Kendi cehennemimdeyim,
Kaçıncı arafım bilmiyorum.
Cennet nerede idi ?
Yolunu kaybetmek böyle bir şeydi.
Bu evrende bile kendimizin yarattığı yada etkileşimlerimizden yarattığımız cehennemlerimiz ve cennetlerimiz var.

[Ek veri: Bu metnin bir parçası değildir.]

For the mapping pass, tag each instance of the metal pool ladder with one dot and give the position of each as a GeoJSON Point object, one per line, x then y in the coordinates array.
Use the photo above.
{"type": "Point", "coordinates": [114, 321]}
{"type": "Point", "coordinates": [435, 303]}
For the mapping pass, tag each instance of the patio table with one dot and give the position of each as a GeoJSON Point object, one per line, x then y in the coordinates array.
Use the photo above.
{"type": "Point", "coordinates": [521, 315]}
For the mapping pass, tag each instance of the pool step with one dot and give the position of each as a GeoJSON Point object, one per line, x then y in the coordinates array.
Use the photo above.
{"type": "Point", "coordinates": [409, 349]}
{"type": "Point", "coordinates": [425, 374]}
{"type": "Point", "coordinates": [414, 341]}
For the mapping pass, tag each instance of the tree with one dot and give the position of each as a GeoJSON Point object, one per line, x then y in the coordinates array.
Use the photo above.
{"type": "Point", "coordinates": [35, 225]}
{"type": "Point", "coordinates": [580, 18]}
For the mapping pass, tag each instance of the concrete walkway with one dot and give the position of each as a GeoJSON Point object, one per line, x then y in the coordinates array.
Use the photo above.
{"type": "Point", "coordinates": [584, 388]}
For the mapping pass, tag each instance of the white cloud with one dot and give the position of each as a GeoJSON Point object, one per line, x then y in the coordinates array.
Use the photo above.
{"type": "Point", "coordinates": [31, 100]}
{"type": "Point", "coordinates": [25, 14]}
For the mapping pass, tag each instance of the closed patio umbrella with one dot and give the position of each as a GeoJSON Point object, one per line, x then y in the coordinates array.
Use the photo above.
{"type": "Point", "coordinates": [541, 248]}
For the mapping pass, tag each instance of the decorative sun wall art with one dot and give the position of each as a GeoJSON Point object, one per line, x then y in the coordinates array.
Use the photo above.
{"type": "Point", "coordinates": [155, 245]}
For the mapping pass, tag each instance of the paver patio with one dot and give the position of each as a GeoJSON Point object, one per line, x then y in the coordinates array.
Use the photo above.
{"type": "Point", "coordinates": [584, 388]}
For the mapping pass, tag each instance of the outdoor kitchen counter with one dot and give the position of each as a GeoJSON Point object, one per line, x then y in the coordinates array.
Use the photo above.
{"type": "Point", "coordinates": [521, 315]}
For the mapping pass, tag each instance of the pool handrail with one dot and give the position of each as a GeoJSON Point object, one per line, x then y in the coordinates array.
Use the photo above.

Fiziksel boyutları çoktan aşmış,ruhsal olarak periyotlara karışmışız.
Cennet ile söyliyebileceğim yada tanımlayacağım bir şey yok.Cennet çok fazla ihali gibi.Cehennem gibi bir gerçek varken.
Sanki cehennem duvarlarımız yan yana. Geceleri uğultularımız biri birine karışıyor gibi.Cennetten hiç haber yok.
Üstümüze ay ışığı yansıyor. Buruk,sisli bir o kadar nemli. Güneş cennete bahşedilmiş. 
Cehennemim de çayır çayır yanıyor.
Her hatam ve her yanlışım ile kavruluyorum.
Köşelerim çoğalıyor,her çarpışımda canım kanıyor,
Daha çok öfkeliyor, daha çok ihtetleniyorum.
Köşelerim daha çok çoğalıyor.Canım daha da çok açıyor.
Cehennem kör ediyor insanı,kendini affetmeyi başaramıyorsun. 
Öfke içine çekiyor her seferinde. Hapsediyor.
Çıkış yine sende saklı bir denklem. 
Affetmeyi ve devam etmeyi öğretmelisin kendine. Önce kendini sonra sıradakileri.